Notes sur des oasis et sur Alger/Alger

Le Roman du LièvreMercure de France (p. 293-296).

ALGER

« Réservoir de la Synagogue. »


C’était, dans les quartiers sales et puant la marée, un bâtiment carré, une impropreté magnifique et mystérieuse, une vision d’eau croupie aux grandes époques du choléra, une distribution de poissons blancs et secs et salés, en temps de famine, par des rabbins à barbes en tubes, par des rabbins souriant aux plus belles du quartier auxquelles ils eussent donné les meilleures parts.


« Réservoir de la Synagogue. »


La saleté magnifique et mystérieuse soudain se revêtait d’or et de feuilles épaisses. La poésie chantait en moi sur un autre ton. Elle disait, elle chantait :

Réservoirs ! Eaux d’argent ! Toi, Rachel, ô belle fille de Laban, tu t’en allais vers les puits d’azur ! Abreuvez les troupeaux et les dromadaires. Nous sommes de Caran. L’amour est immense et les pluies ont gonflé les citernes qui pleurent de joie comme Jacob.

Et tout, ainsi, dans cette Alger, s’emplissait de volupté. Et ce n’était pas l’impression première du jour où, y débarquant, les bouquets d’ombre et d’eau des oasis lointaines m’attendaient pour paître les troupeaux mélancoliques de mon âme…

Non, le morne Tuggurth avait dépassé mon attente. Mon cœur, toujours avide de tristesse, s’était empli de pleurs ainsi qu’une urne funéraire ; et les visions bibliques du Sud avaient, d’un geste, semé dans mon âme tout ce qu’elle pouvait contenir d’ivraie.

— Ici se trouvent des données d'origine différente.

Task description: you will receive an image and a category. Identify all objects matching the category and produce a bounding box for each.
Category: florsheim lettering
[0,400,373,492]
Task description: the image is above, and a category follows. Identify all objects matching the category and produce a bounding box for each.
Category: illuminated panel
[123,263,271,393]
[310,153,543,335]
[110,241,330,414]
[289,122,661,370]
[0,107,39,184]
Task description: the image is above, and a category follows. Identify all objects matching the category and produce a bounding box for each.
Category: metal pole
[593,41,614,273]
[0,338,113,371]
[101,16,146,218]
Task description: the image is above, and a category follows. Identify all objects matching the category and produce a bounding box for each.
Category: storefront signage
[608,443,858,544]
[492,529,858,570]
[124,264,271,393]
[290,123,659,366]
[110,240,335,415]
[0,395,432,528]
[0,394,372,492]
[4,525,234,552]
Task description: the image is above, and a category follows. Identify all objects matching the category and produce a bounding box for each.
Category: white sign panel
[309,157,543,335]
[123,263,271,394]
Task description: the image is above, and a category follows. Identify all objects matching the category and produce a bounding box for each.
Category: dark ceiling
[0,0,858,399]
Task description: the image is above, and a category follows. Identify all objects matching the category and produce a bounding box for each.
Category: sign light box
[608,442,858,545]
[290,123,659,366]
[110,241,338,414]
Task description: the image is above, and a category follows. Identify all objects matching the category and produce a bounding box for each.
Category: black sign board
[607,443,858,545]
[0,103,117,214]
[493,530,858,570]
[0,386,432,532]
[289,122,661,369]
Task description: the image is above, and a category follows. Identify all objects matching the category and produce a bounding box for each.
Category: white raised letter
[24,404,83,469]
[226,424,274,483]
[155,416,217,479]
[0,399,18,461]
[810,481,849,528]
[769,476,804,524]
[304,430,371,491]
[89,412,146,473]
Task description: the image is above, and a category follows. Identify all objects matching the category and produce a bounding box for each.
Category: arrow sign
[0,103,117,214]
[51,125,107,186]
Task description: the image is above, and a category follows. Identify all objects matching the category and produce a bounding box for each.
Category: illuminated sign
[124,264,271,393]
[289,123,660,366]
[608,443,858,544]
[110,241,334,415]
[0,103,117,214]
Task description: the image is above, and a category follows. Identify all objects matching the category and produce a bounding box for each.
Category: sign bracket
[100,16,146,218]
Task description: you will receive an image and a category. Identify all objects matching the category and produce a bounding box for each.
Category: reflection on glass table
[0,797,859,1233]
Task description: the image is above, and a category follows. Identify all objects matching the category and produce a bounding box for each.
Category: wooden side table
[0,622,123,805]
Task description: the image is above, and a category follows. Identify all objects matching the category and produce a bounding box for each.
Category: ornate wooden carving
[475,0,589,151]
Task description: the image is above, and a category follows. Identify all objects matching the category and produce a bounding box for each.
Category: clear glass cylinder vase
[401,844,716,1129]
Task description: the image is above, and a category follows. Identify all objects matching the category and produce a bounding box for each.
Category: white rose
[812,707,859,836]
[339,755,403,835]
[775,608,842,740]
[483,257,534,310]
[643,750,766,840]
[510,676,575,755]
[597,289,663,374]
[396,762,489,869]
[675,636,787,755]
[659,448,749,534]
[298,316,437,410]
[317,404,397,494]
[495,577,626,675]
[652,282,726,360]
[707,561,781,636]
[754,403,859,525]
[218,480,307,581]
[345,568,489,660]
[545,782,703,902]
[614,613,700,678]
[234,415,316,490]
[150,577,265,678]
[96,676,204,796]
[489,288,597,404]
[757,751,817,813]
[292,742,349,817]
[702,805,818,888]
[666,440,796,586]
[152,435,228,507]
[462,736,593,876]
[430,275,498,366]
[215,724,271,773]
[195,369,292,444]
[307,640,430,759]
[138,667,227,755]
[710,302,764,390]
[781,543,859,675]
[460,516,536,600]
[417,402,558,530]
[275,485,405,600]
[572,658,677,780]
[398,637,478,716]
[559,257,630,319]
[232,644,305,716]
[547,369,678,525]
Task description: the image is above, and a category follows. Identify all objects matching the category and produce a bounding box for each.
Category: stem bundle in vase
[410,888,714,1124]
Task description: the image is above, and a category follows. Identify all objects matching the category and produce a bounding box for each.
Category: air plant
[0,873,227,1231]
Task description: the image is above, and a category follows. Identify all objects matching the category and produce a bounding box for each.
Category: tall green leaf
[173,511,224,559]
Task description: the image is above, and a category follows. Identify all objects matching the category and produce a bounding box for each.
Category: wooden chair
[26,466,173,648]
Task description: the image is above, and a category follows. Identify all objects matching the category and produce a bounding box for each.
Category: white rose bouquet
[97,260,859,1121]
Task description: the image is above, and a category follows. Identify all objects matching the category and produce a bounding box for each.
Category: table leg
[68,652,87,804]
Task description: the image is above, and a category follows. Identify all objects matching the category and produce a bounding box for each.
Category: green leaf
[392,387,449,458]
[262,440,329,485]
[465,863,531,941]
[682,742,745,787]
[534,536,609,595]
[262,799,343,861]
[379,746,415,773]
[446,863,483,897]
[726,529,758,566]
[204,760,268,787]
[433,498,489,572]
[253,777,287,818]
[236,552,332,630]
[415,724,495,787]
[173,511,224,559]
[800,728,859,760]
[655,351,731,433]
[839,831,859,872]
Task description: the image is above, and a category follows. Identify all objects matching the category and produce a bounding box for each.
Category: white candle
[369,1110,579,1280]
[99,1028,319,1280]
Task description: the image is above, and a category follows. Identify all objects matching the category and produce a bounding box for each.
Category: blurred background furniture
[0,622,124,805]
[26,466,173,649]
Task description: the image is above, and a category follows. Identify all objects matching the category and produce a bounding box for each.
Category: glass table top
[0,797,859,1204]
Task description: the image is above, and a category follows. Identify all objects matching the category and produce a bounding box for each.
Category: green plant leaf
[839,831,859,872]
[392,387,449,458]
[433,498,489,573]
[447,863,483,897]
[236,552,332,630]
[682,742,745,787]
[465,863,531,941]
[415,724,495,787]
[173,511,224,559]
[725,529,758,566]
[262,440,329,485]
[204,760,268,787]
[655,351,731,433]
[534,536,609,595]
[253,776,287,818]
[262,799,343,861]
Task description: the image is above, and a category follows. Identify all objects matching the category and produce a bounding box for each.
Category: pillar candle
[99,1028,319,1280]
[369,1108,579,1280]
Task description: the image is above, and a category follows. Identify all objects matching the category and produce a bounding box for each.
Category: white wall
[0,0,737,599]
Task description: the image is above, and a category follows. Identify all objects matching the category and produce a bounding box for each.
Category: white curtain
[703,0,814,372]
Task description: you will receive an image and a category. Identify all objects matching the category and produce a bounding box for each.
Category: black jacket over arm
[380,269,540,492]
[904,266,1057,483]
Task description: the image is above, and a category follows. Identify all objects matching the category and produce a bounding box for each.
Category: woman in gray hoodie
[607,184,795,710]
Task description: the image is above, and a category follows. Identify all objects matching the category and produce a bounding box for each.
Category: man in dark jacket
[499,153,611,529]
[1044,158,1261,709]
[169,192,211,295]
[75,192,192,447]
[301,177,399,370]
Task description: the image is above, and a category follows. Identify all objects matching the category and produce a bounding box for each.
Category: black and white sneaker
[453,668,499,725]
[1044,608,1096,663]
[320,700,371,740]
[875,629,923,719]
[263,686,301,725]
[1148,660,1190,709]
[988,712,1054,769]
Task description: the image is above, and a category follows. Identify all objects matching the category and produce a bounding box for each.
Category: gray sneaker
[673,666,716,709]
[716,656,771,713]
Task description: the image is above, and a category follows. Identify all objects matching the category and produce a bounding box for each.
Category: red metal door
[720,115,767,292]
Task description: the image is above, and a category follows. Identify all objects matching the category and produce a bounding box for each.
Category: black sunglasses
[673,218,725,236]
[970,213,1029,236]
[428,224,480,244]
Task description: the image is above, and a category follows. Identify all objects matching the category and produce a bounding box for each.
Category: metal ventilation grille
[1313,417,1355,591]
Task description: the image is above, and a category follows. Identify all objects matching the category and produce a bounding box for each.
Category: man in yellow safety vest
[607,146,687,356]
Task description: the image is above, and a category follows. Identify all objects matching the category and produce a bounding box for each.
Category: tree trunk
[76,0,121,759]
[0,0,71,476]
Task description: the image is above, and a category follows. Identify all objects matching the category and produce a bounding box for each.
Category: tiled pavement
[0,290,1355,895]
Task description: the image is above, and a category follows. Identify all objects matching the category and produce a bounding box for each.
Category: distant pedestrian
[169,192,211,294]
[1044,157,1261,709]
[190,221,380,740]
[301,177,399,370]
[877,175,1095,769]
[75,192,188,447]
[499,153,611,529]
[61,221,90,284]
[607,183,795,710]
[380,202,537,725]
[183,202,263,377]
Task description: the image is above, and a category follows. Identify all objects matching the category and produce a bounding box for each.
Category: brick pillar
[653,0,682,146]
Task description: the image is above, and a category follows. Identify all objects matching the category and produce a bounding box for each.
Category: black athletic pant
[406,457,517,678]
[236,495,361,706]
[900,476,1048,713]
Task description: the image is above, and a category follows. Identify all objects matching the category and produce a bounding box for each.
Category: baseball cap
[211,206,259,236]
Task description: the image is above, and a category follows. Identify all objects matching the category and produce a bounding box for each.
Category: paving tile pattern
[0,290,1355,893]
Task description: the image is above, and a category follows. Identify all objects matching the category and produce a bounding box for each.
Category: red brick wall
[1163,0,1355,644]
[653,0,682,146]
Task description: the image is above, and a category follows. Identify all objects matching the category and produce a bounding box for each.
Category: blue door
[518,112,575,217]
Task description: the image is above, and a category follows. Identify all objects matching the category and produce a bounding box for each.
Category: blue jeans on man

À ce retour, Alger m’apparut surtout française. D’ailleurs, les boutiques blêmes où cousaient les petits Mzabites devenaient un rêve pâle de langueur parfumée et morte.

Je n’allais plus aux taudis maures, mais je regardais la mer, assis à la terrasse d’un café dont la banalité luxueuse me plaisait. J’avais une joie d’enfant à demander une absinthe, à me sentir seul, tandis que le soleil de midi semblait faire chanter pour moi son ombre et sa lumière.

C’était un chant de patrie. Ce n’était déjà plus les flûtes des Biskris. C’était le grand amour dont souvent j’avais souri, l’appel des parents et des amis, la forêt douce où les ramiers perchent.

Et je pleurais presque de joie.

Tout était joli : les magasins des libraires, les grues françaises, la poste.

La poussière du soleil flottait sur la place du Gouvernement et l’ombre des arcades faisait, dans la rue Bab-el-oued, comme un palais de songes.

La ville riait. Sur la hauteur, la fraîcheur des maisons mauresques bâillait d’un sourire adorable, un sourire de marbre pâle et de porcelaine bleue. Une langueur m’envahissait. J’avais faim de fruits glacés et de femmes tièdes. Le soleil de volupté évoquait, sur la mer violette, des filets aux mailles d’or ruisselants, emplis de prostituées d’argent et de dorades.

Un son de guitare mourait là-bas.

Alger, c’est toi qui commenças et terminas mon rêve. Tu m’apparus et tu m’apparais encore comme une ville délicieuse, et je désire que ce mot ne soit entendu que par ceux qui peuvent le comprendre. Mon orgueil ridicule et ma tristesse eurent à lutter, près des oasis, avec quelque chose d’analogue à mon cœur : la désolation.

Le sable avait-il la notion de sa tristesse ? Je fus aussi triste que lui et je ne trouvai rien, dans son horreur, que je ne fusse capable de contenir et d’aimer. Pas un de mes nerfs n’a tressailli à l’aspect des chevaux morts dans l’implacable Océan pétrifié.

Les bêlements lointains des chèvres de Tuggurth, le fiévreux misérable qui grelottait sur la terre embrasée de Drôh, les plaies bleues des dromadaires, les femmes haletantes qui suivaient les caravanes à côté des ânes rogneux, ne dépassèrent point la mesure de mon âme.

J’en demande pardon à Dieu : peut-être mon excuse est-elle dans la pitié.

J’ai retrouvé dans Alger les choses mesquines et agréables auxquelles notre faible cœur peut concéder bien des choses.